3. Expensiveness: Just because a product is expensive, does not mean it is a luxury product. But conversely, all luxury products are expensive. Expensiveness intensifies rarity and gives reason to believe that the product delivers on excellence. But expensiveness is also perceptual.
4. Timelessness: Luxury is timeless. It has a past. Even if manufactured through communications. It is also immortal because it leaves a lasting, indelible impression. The coffee industry has this going for it and its image.
5. Honest: Luxury is honest. It’s not synthetic or reproduced. It can’t be duplicated. It is simple. It does not try too hard. It attracts rather than shouts.
6. Tailored: Luxury feels bespoke even if it isn’t. Luxury instinctively knows what its perfect customers want often before they do. So good are luxury products at this magical skill that everything feels specifically designed, and ultimately, unique. From the barista that anticipates your drink order to today’s single serve system, consumers see that as tailored.
7. Pleasurable: Luxury is pleasurable whether rational (tactile) or as is often the case, emotional: possessing an object that elicits envy, status or power. The quest for personal satisfaction is intrinsic to any luxury product or service. Can anyone think of badge coffee brands that convey envy?

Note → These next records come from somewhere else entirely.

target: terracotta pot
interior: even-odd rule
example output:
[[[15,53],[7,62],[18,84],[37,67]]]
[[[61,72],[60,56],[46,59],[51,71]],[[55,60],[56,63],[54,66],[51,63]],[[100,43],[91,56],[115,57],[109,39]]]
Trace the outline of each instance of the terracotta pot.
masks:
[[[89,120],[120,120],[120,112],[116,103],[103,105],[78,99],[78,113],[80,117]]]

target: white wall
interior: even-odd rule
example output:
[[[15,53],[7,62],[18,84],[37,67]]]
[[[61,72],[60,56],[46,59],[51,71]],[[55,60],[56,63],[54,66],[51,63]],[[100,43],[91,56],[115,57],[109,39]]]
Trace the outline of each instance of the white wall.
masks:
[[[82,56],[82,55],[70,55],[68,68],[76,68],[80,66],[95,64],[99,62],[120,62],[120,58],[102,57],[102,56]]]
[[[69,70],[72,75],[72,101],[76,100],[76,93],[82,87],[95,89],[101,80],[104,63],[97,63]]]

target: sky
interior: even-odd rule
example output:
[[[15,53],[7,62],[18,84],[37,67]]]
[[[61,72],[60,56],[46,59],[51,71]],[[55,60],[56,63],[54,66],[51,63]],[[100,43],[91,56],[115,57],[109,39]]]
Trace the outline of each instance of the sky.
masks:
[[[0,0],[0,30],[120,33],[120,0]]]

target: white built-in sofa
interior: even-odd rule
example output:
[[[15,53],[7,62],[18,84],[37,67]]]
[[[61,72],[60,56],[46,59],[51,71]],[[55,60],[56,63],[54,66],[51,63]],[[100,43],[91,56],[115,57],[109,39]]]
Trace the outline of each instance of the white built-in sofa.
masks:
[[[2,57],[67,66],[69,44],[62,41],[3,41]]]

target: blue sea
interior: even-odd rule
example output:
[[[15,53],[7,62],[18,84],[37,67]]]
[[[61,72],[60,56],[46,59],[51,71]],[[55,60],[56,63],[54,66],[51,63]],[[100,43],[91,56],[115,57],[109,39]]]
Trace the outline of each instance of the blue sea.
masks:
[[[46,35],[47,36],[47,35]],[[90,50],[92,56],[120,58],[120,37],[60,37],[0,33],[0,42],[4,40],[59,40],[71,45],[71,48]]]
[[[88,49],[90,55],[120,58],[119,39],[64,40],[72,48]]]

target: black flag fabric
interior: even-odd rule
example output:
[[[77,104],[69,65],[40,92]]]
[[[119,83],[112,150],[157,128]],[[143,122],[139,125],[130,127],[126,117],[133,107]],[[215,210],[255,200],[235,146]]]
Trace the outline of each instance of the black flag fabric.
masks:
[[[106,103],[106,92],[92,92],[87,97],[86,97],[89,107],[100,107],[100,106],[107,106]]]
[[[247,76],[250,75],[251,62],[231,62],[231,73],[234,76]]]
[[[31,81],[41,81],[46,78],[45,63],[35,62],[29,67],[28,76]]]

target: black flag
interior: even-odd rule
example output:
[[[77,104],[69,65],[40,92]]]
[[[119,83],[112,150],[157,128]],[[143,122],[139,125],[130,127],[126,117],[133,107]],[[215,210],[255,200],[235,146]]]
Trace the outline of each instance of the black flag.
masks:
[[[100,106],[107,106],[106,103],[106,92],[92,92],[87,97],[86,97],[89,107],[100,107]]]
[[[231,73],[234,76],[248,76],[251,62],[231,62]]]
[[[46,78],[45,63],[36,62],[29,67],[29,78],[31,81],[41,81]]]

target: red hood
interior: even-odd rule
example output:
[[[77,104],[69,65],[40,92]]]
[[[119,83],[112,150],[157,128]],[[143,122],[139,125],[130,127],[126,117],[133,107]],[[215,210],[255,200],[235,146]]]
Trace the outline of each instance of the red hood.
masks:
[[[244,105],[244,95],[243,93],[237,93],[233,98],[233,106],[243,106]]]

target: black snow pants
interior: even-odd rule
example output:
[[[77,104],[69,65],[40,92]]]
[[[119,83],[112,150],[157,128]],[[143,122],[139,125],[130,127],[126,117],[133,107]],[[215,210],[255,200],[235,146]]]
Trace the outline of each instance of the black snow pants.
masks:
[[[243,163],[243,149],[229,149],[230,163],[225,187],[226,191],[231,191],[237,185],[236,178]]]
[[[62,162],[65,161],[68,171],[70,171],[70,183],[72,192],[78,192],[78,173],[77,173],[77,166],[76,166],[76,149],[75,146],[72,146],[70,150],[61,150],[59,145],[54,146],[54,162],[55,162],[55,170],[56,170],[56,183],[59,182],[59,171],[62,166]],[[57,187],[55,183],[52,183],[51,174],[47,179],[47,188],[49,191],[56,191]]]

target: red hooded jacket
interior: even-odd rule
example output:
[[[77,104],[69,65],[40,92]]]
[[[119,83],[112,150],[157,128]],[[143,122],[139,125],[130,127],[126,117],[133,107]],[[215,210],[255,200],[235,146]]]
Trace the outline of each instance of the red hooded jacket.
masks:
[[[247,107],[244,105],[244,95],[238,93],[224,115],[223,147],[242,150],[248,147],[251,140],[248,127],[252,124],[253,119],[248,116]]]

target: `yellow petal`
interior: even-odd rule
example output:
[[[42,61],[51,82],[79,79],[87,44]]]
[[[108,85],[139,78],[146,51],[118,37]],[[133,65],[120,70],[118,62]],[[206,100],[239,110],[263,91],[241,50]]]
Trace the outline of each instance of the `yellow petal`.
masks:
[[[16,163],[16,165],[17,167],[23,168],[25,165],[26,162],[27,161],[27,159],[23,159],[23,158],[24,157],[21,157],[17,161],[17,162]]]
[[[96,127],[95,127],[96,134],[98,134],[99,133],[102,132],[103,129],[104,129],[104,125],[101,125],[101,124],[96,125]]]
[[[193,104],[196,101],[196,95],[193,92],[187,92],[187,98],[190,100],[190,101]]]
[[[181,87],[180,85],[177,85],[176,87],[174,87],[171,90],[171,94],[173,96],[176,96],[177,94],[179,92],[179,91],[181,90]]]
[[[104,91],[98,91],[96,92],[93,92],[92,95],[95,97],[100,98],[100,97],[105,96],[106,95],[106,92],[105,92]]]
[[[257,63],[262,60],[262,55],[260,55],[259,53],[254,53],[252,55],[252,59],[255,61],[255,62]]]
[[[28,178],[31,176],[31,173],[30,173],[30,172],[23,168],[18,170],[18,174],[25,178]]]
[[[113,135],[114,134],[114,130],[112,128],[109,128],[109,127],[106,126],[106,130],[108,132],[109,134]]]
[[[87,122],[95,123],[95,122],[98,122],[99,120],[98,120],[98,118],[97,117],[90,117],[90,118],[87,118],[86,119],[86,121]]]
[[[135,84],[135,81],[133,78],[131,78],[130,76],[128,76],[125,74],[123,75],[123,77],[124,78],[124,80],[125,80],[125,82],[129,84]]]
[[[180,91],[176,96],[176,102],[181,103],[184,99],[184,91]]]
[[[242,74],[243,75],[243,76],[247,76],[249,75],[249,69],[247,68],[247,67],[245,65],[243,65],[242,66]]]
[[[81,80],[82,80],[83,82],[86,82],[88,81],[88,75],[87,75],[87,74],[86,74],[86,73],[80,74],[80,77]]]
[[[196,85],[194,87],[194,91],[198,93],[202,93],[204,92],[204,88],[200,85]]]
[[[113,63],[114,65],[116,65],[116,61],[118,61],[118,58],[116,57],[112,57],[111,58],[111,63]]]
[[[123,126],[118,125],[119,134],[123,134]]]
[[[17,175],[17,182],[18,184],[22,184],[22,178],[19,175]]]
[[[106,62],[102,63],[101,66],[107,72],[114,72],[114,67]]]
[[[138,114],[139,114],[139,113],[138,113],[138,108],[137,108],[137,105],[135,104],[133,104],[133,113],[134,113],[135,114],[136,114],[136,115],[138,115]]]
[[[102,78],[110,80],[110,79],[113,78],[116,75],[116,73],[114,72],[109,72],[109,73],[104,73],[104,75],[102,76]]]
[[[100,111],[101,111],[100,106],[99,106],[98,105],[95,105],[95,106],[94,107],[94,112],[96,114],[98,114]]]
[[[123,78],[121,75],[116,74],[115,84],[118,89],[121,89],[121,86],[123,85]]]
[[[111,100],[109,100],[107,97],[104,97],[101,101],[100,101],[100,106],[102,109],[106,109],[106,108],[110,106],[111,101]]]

8. Experience: Luxury is an experience and not just an object. For the most part, it’s about the little things that leave an outsized impression. For me, experience is really about the memories and coffee is a memorable experience rooted in ritual.
Across all of these eight items, coffee meets the test of solidly performing on each attribute. A Google search of “coffee” and “luxury” reveals disappointing results — 99% of them focused only on coffee and price. So while the income gap in America is widening, consumers still want luxury products and experiences. This tells me that there is significant upside in the industry to push a luxury coffee experience based on the above eight attributes.
Of course, this same Google search gave me pictures of the excrement from a civet. Not the kind of marketing on coffee luxury our industry wants to help define this lucrative space.